Abstract

Residual abnormalities in cardiac structure and function predispose ACHD to late-onset heart failure and its complications. Therefore, heart transplantation (HT) in ACHD is increasingly used. Out of a multi-institutional (3 centers) series of 2257 HT from 1988 to 2012, 100 (4.4%) were performed in 97 ACHD (65 men). They represented 45% of ACHD recipients in France at that time. We investigated the role of temporal trends on profile and outcomes of ACHD recipients. Trends were compared between 2 eras: era 1 (1988-2005, n=48) and era 2 (2006-2012, n=49). Mean age at the time of HT was 29.8 years. Forty-three patients (44%) had univentricular physiology (1V). Severity of disease was categorized in terms of initial diagnosis (according to classification of 32th ACC Bethesda Conference): 74.2% had a great complexity cardiopathy while 21.7% had a moderate severity disease and 4.1% a simple CHD. In-hospital mortality was high (34%). Baseline characteristics did not differ significantly between the 2 eras. Era 2 recipients had less often right heart failure signs before HT. Their donors were older. They were more likely to be hospitalized, supported by inotropes and assist devices at the time of HT. The rate of 1V patients did not change over time: 50% in era 1 vs 39% in era 2 (p=0.27). The distribution of severity of disease changed significantly over time (p=0.048).

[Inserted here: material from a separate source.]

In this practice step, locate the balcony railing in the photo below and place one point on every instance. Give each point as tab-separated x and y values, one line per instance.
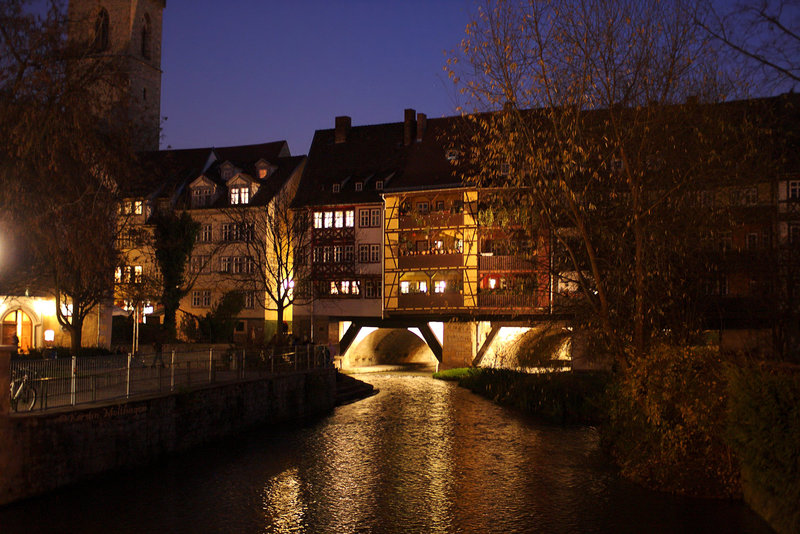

The proportion of adult recipients with CHD of great complexity was higher in era 2 than era 1 (respectively 81.6% and 66.7%). In fact, transposition of the great arteries became the major provider of HT in adult in the recent era (30.6% in era 2 vs 8.3%, p=0.006), representing the only primary diagnosis whose proportion increased significantly. Multivariable factors associated with increased in-hospital mortality did not include transplant era. Despite a worse baseline risk profile, and increasing complexity of ACHD recipients in recent years, mortality after HT has not increased.